For projections $p,q$, write $p\preceq q$ if there is $u$ such that $u^*u=p$ and $uu^*\leq q$.
Write $p\sim q$ if $u^*u=p$ and $uu^*=q$.
It is a theorem that $\preceq $ is a partial order in a Von Neumann algebra. But does antisymmetricity hold in general C*-algebra?
And antisymmetricity means, $p\preceq q$ and $q\preceq p$ implies $p\sim q$.
On
I think you ought to build on the Toeplitz extension $$ 0 \to \mathbb{K} \to \mathcal{T} \to C(S^1) \to 0.$$ Let $v$ be the generating isometry and let $e$ be the rank-1 projection such that $vv^* = 1 - e$. I'm pretty sure that antisymmetry does hold in $\mathcal{T}$ itself, but the fact that $v$ renders $1$ and $1-e$ equivalent should be expoitable.

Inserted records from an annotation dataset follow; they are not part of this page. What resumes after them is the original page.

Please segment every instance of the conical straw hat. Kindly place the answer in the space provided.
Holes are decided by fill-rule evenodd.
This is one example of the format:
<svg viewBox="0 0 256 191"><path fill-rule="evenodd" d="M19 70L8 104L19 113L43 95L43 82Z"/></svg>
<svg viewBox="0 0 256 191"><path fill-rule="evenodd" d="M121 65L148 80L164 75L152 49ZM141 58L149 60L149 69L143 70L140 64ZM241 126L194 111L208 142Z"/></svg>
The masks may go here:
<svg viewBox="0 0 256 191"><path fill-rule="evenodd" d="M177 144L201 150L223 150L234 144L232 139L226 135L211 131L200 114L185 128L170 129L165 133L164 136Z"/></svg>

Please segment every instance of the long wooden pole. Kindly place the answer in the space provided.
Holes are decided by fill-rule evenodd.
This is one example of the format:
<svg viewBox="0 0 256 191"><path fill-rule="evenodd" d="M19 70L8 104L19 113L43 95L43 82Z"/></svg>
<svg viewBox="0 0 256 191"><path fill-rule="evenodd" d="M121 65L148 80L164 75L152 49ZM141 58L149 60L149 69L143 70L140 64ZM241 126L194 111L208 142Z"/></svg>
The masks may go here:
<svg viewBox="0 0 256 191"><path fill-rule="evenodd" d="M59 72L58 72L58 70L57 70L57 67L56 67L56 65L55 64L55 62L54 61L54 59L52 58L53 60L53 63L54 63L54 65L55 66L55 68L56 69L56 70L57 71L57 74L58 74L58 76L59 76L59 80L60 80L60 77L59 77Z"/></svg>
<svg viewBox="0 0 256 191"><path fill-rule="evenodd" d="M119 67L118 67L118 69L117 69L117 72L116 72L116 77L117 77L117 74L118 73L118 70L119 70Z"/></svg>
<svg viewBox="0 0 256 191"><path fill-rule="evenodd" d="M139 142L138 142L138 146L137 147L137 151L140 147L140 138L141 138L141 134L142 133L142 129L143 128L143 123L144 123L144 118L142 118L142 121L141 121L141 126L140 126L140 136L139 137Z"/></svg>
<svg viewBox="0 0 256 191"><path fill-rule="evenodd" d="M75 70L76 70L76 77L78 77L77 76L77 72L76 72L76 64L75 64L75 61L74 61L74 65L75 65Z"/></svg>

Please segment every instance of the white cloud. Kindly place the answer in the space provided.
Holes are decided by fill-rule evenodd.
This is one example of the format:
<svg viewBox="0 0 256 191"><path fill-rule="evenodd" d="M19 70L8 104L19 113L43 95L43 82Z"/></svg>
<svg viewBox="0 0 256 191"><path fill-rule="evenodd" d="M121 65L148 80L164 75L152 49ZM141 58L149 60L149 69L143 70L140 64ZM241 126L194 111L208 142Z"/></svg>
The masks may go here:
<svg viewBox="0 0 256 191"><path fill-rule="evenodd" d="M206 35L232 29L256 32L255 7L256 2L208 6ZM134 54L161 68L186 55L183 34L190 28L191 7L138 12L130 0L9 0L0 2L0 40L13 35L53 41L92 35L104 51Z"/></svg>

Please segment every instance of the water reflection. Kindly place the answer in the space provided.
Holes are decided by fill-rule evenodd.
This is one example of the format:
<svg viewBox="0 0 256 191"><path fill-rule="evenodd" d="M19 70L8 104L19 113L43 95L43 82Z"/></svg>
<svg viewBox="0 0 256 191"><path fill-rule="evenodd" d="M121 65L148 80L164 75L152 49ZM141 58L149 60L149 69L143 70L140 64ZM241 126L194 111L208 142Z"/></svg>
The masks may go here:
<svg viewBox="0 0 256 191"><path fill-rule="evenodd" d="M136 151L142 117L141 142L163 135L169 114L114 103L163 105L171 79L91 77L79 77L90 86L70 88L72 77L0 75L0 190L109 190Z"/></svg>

Here's an idea without all details. If your C*-algebra contains $(1,1-e)$ and also $(v,v)$, then you clearly have $(1,1-e) \preceq (1,1)$, but you also have $(1,1) \preceq (1,1-e)$ because $(v,v)$ witnesses an equivalence between $(1,1)$ and $(1-e,1-e)$.
I think that you aren't ever going to to make $(1,1)$ equivalent to $(1,1-e)$ using $(v,v)$ though, basically because the projections you make with $(v,v)$ should have even dimension/codimension.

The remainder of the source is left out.